Quite a bit, actually.
In case you haven’t noticed, we are living in an era of cults. In America, there is a mass psychosis of at least one-third of the population, who are utterly cut off from reality and who are being fed lies and conspiracy theories by television and internet sources that they are eagerly gobbling up.
As I wrote to a friend …
Sadism, forced abortions, statutory rape. But his victims loved him.
Brando was to his victims what Trump is to his.
This sordid stuff makes me wonder. Do people have no shame? Do they not aim higher? In that one article, Rita Moreno brags about her long affair with Brando, admitting to how horribly he treated her along the way.
It’s like this ... "Oh, I loved Jim Jones! I wish I could have had that Kool-Aid, even though it killed everybody. He really was a profound man, you know. And Kool-Aid is so refreshing on a hot summer's day!"
That's what bothers me.
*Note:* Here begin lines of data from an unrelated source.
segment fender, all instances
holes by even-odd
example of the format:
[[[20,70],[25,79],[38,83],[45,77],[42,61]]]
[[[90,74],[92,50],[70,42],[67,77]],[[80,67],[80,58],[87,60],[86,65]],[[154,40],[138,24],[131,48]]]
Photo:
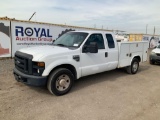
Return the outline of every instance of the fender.
[[[130,65],[131,65],[131,63],[132,63],[132,60],[135,58],[135,57],[140,57],[140,59],[141,59],[141,61],[142,61],[142,54],[143,53],[141,53],[141,52],[139,52],[139,53],[132,53],[132,58],[130,59]]]
[[[49,63],[49,62],[48,62]],[[43,71],[42,76],[48,76],[50,72],[56,68],[57,66],[64,65],[64,64],[69,64],[75,67],[75,70],[77,72],[77,79],[81,77],[81,69],[80,69],[80,62],[76,62],[71,59],[58,59],[58,60],[53,60],[50,64],[46,65],[45,70]]]

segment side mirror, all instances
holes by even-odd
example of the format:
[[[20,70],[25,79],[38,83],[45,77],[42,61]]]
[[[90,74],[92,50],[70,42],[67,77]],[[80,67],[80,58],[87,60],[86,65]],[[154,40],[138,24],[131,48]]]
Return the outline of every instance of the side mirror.
[[[82,50],[83,53],[98,53],[98,45],[96,42],[91,42],[88,46],[84,45],[83,47],[83,50]]]
[[[55,40],[52,40],[52,45],[54,45]]]

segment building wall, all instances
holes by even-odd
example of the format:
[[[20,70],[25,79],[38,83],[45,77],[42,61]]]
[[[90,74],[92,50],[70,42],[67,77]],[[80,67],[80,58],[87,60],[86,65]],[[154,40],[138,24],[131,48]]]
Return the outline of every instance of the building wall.
[[[143,34],[129,34],[129,41],[142,41]]]

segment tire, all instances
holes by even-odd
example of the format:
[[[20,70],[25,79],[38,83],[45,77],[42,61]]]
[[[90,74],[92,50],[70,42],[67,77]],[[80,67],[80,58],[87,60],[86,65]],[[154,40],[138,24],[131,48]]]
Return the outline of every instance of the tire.
[[[130,66],[127,67],[127,73],[136,74],[139,69],[139,60],[134,58]]]
[[[149,63],[150,63],[151,65],[154,65],[154,64],[155,64],[155,62],[154,62],[153,60],[150,60]]]
[[[47,88],[51,94],[60,96],[71,90],[73,82],[74,76],[72,72],[66,68],[59,68],[50,74]]]

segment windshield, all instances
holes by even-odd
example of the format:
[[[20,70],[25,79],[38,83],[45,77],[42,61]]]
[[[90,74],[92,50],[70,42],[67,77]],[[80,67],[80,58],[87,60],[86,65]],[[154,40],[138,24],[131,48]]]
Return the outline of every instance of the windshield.
[[[65,47],[79,47],[86,39],[88,33],[83,32],[69,32],[59,37],[54,45]]]
[[[160,49],[160,45],[158,45],[158,46],[157,46],[157,48],[159,48],[159,49]]]

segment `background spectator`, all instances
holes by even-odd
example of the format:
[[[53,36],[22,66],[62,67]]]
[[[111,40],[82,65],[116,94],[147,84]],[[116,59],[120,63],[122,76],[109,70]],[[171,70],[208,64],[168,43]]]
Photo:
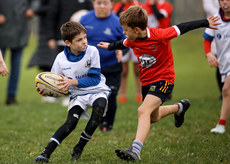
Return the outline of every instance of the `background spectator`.
[[[127,10],[130,6],[142,6],[142,4],[137,0],[122,0],[121,2],[116,2],[113,7],[113,13],[120,15],[121,12]],[[126,87],[127,87],[127,78],[129,74],[129,61],[133,63],[133,72],[136,81],[136,102],[142,101],[141,96],[141,82],[139,78],[139,69],[138,69],[138,60],[134,55],[133,50],[130,49],[127,54],[125,54],[122,59],[122,73],[121,73],[121,87],[120,87],[120,96],[118,101],[120,103],[125,103],[127,101],[126,96]]]
[[[30,34],[29,19],[39,7],[39,0],[0,1],[0,48],[3,56],[8,48],[11,52],[10,76],[6,104],[17,104],[16,94],[20,76],[23,48]]]
[[[119,23],[119,17],[111,12],[112,0],[93,0],[93,7],[94,10],[82,16],[80,20],[80,23],[87,30],[89,45],[97,47],[97,44],[101,41],[113,42],[125,38]],[[120,87],[122,65],[118,61],[115,51],[97,48],[100,54],[101,73],[106,78],[106,85],[112,91],[108,99],[108,111],[106,116],[103,117],[100,129],[111,131],[117,110],[117,93]],[[118,55],[122,56],[121,53]]]

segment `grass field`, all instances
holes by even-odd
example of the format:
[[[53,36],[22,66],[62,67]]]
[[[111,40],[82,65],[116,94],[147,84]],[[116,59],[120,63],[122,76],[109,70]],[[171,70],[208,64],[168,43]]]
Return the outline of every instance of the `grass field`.
[[[181,128],[174,127],[173,115],[151,126],[142,150],[140,163],[151,164],[219,164],[230,163],[230,131],[213,135],[219,118],[221,101],[215,79],[215,69],[210,68],[203,50],[202,30],[196,30],[172,40],[176,81],[173,104],[180,99],[190,99],[192,105]],[[44,149],[55,130],[65,121],[67,109],[60,103],[46,104],[34,87],[39,70],[27,68],[36,48],[36,38],[31,37],[25,49],[18,90],[17,106],[5,106],[7,77],[0,77],[0,163],[33,163]],[[9,55],[6,62],[9,63]],[[9,64],[8,64],[9,65]],[[114,130],[102,133],[97,130],[86,146],[81,161],[76,163],[126,163],[119,160],[114,150],[126,149],[135,138],[137,107],[133,75],[129,76],[128,102],[119,104]],[[77,128],[52,154],[50,163],[70,161],[73,146],[77,143],[87,121],[81,119]]]

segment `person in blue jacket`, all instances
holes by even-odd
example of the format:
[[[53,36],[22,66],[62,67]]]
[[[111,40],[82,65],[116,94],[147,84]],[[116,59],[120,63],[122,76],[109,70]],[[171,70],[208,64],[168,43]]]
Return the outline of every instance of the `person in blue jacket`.
[[[87,30],[89,45],[97,47],[101,41],[113,42],[124,39],[119,17],[113,14],[112,0],[93,0],[94,10],[82,16],[80,23]],[[117,109],[117,94],[120,87],[122,64],[121,50],[108,51],[97,47],[100,54],[101,72],[106,77],[106,84],[112,93],[108,99],[108,111],[100,125],[102,131],[111,131]],[[118,58],[117,58],[118,57]],[[120,57],[120,58],[119,58]]]

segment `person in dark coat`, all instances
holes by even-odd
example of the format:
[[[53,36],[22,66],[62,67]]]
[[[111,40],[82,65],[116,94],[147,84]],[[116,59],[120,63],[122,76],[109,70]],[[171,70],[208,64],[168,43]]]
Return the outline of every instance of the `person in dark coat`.
[[[39,18],[38,46],[34,52],[28,67],[37,66],[39,70],[49,72],[51,70],[57,51],[48,46],[47,13],[50,0],[40,0],[40,7],[36,12]]]
[[[0,49],[3,56],[7,48],[11,52],[7,105],[17,104],[16,94],[23,48],[30,34],[29,19],[34,17],[39,3],[39,0],[0,0]]]
[[[46,30],[51,49],[63,51],[65,43],[61,39],[60,27],[70,20],[75,12],[82,9],[93,9],[91,0],[50,0]]]

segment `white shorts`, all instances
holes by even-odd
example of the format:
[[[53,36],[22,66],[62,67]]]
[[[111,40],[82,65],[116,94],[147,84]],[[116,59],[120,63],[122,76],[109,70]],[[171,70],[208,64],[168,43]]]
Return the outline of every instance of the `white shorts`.
[[[129,60],[132,60],[133,63],[138,63],[137,57],[134,55],[131,48],[124,56],[122,56],[121,62],[128,62]]]
[[[227,76],[230,76],[230,72],[225,75],[221,75],[221,82],[224,83]]]
[[[100,97],[103,97],[107,100],[107,104],[108,104],[108,96],[109,96],[110,92],[100,92],[100,93],[95,93],[95,94],[87,94],[87,95],[83,95],[83,96],[76,96],[74,99],[72,99],[69,103],[68,106],[68,111],[76,105],[79,105],[84,112],[81,114],[82,118],[85,119],[89,119],[89,114],[88,114],[88,109],[92,108],[92,105],[94,103],[94,101]],[[104,115],[107,112],[107,105],[104,111]]]

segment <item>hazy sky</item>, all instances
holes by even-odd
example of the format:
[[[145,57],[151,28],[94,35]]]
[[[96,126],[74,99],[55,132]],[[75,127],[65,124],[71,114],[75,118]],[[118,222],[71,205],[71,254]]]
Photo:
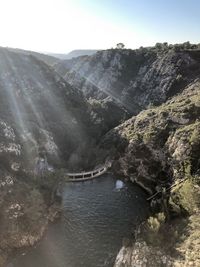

I'm sure Brando talked a good game and was sensitive and artistic and good-looking - but he had sex with a 14-year-old girl (by her own proud admission), raped people, tortured one of his gay lovers and bullied his women to get abortions when they conceived. I mean, come on. He was acting out his pathology.
But he gets away with it. It's the allure. It's the willing submission. It's the praise after the fact. How sick are we?
In fact, a one-on-one cult is still a cult.
The one-on-one cult is a deliberately manipulative and exploitative intimate relationship between two persons, often involving physical abuse of the subordinate partner. In the one-on-one cult, which we call a cultic relationship, there is a significant power imbalance between the two participants. The stronger uses his (or her) influence to control, manipulate, abuse, and exploit the other. In essence the cultic relationship is a one-on-one version of the larger group. It may even be more intense than participation in a group cult since all the attention and abuse is focused on one person, often with more damaging consequences.
I once had a friend who had slept with thousands of women in his lifetime. This was the only thing that mattered to him in life. He kept a book filled with their names. He was not particularly attractive or charismatic, but he got what he wanted from vulnerable women. And I learned something from him.
If you devote your life to anything - to either sex or money or power - and if what you want is all you live for, you will get it.
For would-be cult leaders (of either group cults or one-on-one cults), there are potential victims aplenty all around you. You can decide ahead of time to be your own cult leader, as the leader of the Sarah Lawrence cult set out to do - and achieved. And your potential victims will meet you halfway - not because they desire to be victimized, but because there is a built-in need in human nature, a desire for a leader or a strong figure or for a savior.
We need and desire a savior.
Of course, when our real savior appeared, we crucified Him - but in the meantime, whether it’s a pathological lying, law-breaking, manipulative slob like Marlon Brando or Donald Trump, our heart goes out to them … and sometimes our heads.
We live in an era of cults - and we are all potential victims.
Well said-I particularly like this, as I can see people saying it: "Oh, I loved Jim Jones! I wish I could have had that Kool-Aid, even though it killed everybody. He really was a profound man, you know. And Kool-Aid is so refreshing on a hot summer's day!" My husband & I had to block a Catholic friend a couple yrs ago because he actually believed that Trump was Christ. Absolutely could not get through to him, no matter what we said. Since when did Christ lie?